Dánae recibiendo la lluvia de oro, Tiziano, circa 1153. Museo del Prado |
La piel es nacarada, casi transparente. La lluvia de oro desciende, se acumulará como un arroyo fecundo en el sexo. El gesto de la pierna que se estira y que se abre ligeramente es un acomodarse, una espera. Y la mano se pierde, difusa, entre las piernas. Como presintiendo el goce.
Es Dánae, que será fecundada por Zeus, el dios que se hace esperma de oro y penetra en el reducto cerrado con cuatro llaves por el padre. Es hermosíma. Uno quisiera que no estuviera allí esa sirvienta oscura y masculina, la alcahueta que abre su delantal como si fuera otro útero para recibir las pepitas de oro. Que no estuviera tampoco ese perro enroscado que denota a la cortesana. Uno quisiera sólo la blancura de ese cuerpo desnudo.

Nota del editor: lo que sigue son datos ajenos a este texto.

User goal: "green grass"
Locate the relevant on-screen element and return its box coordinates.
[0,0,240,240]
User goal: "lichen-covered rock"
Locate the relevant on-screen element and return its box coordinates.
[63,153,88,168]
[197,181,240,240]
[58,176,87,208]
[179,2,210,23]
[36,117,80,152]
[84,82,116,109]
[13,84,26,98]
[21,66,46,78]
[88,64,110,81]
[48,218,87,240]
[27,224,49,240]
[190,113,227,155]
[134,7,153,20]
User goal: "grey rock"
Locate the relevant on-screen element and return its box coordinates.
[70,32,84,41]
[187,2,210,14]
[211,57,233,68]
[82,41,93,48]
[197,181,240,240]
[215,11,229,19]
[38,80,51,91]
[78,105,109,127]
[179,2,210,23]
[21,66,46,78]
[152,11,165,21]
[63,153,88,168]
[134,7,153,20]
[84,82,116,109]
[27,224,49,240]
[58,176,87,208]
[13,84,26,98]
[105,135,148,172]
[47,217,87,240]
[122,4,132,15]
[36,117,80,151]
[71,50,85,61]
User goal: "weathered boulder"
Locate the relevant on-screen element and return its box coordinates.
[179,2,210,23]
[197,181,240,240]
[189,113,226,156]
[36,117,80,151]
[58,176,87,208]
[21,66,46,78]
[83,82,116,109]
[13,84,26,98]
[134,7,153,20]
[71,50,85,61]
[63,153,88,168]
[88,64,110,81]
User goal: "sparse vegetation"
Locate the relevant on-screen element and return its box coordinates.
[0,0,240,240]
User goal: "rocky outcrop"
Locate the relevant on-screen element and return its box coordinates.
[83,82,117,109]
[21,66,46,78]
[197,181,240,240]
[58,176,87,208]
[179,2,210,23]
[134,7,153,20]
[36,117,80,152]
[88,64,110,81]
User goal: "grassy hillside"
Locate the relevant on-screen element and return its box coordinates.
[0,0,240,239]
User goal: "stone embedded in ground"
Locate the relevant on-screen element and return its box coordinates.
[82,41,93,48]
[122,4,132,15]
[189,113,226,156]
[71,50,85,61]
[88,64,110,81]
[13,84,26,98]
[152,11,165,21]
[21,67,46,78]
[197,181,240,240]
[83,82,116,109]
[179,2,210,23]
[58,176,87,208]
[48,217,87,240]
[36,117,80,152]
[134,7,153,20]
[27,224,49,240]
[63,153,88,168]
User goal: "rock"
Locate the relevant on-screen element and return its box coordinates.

Pero no nos engañemos, Tiziano pintó esta Dánae casi manierista para entretener a Felipe II, que la mostraría únicamente a sus gentilhombres. Se sabía (o se creía) que la modelo era Ángela, la amante del cardenal Farnese. Tal vez. Lo cierto es que el mito cuadraba con la doctrina cristiana: “Si concibió de Júpiter gracias a una lluvia de oro –decía Franciscus de Retza-, ¿por qué el Espíritu Santo no iba a poder fecundar a la Virgen?”
Como fuere, el cuadro es una celebración del cuerpo femenino. Un cuerpo ocluido: esta mujer, como las del Renacimiento, carece de hendidura vaginal. Desde los griegos, las hembras no tienen esa raja que conduce al reino de los muertos o, lo que es peor, al infierno. Habrá que esperar tres siglos para que Courbet nos muestre el origen del mundo.